Interfacial processing. Interfaces between two fluids (liquid-liquid and gas-liquid) are controlled by the concentration of adsorbed species. Adsorbed surface-active species control the tension (thermodynamics) and mechanics of these interfaces. Those properties in turn relate directly to pertinent properties like the stability of an emulsion, the deformability of a droplet in a microfluidic device, and the structure of a filament in 3D printing. The rate of adsorption of surface-active species to an interface is a function of bulk concentration, local flow fields, and deformation of the interface. While understanding of equilibrium and even steady state interfaces is at a high level and has allowed for control and design of high interfacial area materials, the lack of understanding of transport and mechanical properties limits the ability to engineer and efficiently process materials with internal interfaces. The ability to control processing will result in more efficient processes and allow for the development of novel materials. One example from our work, through collaboration with the Anna group at CMU, is the demonstration of jamming of nanoparticles on fluid-fluid interfaces to form rigid films at significantly lower levels of interfacial loading than previously observed. Through repeated compressions of a partially coated interface, a rigid film was generated by inducing two-dimensional flocculation on the interface (Kirby et al., Soft Matter 2017). Using a microtensiometer platform developed at CMU and other capabilities on campus, we are attacking problems associated with control of spontaneous emulsification, impact of electric fields on deformable interfaces, design of demulsifiers for oil recovery and processing. In all cases, the connection between molecular/colloidal properties of surface active agents and processing history on interfaces is quantified.

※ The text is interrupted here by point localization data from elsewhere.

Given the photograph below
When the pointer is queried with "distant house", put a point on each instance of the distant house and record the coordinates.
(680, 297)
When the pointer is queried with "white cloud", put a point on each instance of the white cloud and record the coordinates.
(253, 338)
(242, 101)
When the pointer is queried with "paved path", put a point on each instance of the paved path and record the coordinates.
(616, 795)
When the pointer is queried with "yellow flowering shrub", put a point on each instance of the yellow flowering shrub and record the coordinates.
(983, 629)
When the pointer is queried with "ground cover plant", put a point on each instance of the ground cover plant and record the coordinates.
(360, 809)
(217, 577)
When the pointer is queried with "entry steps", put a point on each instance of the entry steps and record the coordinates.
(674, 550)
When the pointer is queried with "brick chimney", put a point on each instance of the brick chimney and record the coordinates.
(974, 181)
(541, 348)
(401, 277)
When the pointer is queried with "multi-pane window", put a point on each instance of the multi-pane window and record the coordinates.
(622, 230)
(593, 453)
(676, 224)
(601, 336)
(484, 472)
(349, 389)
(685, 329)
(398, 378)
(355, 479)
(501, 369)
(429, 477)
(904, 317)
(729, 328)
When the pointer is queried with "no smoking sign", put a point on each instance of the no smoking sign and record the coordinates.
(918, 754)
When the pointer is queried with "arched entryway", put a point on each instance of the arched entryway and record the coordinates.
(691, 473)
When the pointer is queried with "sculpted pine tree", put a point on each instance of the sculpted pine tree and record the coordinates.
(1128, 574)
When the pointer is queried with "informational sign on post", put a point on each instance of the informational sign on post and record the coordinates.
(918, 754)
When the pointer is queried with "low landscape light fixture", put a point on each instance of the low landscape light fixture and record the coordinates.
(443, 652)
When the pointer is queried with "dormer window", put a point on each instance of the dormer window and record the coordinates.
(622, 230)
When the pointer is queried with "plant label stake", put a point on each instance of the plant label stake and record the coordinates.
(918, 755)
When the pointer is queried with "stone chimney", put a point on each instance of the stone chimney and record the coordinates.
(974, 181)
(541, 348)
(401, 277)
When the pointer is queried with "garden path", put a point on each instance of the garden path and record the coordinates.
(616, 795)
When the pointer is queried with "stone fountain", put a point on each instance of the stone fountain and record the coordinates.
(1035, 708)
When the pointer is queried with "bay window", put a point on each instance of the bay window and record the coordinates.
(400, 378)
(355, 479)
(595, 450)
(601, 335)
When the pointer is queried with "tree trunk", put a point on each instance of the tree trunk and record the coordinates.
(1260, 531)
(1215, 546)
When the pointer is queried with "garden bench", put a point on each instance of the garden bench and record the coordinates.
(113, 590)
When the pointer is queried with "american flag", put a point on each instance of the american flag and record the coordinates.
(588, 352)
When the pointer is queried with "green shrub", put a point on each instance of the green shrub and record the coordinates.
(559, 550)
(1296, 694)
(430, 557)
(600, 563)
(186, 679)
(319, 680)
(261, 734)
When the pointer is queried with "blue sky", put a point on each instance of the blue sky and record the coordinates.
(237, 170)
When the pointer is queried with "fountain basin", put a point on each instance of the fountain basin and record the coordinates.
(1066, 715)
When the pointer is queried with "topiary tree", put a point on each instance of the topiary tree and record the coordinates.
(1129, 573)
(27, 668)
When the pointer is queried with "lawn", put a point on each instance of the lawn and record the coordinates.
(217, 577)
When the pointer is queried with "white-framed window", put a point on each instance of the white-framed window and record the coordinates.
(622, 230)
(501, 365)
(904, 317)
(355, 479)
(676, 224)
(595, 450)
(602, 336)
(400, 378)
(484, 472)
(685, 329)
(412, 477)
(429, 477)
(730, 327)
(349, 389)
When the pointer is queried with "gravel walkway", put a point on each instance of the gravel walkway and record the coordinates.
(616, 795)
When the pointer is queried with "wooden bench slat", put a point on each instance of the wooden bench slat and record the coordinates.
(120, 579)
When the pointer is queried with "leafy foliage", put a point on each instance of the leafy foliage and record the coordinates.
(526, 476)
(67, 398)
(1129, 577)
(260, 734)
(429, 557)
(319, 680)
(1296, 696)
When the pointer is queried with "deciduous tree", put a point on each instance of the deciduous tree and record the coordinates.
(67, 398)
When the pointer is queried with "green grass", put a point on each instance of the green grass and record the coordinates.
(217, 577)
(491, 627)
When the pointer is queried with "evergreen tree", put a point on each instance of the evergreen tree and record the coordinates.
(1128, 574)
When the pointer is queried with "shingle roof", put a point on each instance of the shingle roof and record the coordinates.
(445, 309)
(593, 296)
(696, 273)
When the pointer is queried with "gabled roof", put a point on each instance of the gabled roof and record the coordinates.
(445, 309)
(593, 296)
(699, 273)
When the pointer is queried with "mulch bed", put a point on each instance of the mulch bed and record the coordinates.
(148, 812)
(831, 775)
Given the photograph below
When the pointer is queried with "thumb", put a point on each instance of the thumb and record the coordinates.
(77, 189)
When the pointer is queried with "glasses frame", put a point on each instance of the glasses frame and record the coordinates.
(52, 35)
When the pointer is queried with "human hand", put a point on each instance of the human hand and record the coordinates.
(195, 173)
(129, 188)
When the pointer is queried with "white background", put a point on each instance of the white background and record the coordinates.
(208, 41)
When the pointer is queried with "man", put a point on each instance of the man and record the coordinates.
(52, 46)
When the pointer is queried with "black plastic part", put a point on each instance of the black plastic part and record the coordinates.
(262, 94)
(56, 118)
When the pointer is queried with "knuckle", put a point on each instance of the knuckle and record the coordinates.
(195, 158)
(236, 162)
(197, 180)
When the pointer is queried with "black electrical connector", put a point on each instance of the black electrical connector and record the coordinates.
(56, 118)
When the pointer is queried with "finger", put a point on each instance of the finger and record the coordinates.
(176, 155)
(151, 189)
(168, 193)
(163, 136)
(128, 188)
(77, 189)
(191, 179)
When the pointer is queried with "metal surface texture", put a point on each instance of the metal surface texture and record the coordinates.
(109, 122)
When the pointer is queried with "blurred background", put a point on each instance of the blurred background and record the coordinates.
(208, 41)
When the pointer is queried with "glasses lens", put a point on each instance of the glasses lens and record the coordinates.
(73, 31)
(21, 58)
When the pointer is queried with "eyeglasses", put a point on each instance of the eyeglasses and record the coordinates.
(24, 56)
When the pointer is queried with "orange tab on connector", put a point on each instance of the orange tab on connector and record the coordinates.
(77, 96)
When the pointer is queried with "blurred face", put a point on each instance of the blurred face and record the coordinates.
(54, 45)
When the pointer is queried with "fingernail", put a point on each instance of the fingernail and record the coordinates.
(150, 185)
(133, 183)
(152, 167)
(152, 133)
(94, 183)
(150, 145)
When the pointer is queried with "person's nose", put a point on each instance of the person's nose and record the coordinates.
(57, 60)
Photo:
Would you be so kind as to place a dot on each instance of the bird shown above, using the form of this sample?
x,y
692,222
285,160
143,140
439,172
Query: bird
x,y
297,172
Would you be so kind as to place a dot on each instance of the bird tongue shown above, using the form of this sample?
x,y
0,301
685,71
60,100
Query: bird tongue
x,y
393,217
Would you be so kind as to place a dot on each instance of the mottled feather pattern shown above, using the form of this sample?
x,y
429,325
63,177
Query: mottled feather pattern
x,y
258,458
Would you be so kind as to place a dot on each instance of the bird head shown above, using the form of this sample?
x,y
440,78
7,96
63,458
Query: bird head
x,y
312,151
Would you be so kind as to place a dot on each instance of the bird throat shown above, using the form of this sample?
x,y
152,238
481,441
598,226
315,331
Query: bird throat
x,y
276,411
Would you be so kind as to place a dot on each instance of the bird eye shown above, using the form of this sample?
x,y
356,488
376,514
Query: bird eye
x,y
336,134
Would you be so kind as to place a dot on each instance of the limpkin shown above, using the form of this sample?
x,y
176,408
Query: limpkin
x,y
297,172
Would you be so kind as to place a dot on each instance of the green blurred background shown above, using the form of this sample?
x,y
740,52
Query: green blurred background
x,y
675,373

As part of this work, we have developed a Microtensiometer Platform that allows for characterization of interfaces during processing steps. This is different than most approaches to interfacial characterization and vitally important to processing of interfacially dominated materials (emulsions, foams, blends,...)

High compositional resolution characterization of multicomponent formulations. In multicomponent fluid formulations, phase and structural spaces are so complex that potentially relevant or problematic structures and phases exist over very small regions of composition space. The current approach of discreet sampling with binary or ternary component mixtures is likely to miss phenomena and structures that negatively impact processing and, in some cases, offer novel material properties. We are developing different classes of microfluidic and millifluidic processes that provide high resolution on the composition axes. Since these technques provide nearly continuous sampling along composition axes, the data is more appropriate for current data mining and ML approaches. Our use of micron through millimeter lengthscales allows the utilization of new structural sensing techniques (optical and small angle scattering) that have not been applied to these sorts of problems. One example from our work, in collaboration with Dow Chemical, was to characterize the impact of an oil-soluble dispersant (surfactant) on the stabilization of carbon black in oils. Our use of millifluidic devices with a series of discreet samples (droplets) provided detailed information on the transition of controlling phenomena with concentration. Previous understanding suggested an on/off stabilization mechanism and our results showed a gradual change from unstable to stable leading to improved mechanistic understanding and guidance for more efficient formulation. Using two classes of devices developed at CMU, we are attacking problems in liquid-liquid phase separation in aerosol droplets, nanoscale structural transitions in colloidal suspensions, viscosity of protein solutions, and details in isotropic-nematic transitions in rod-like nanoparticles.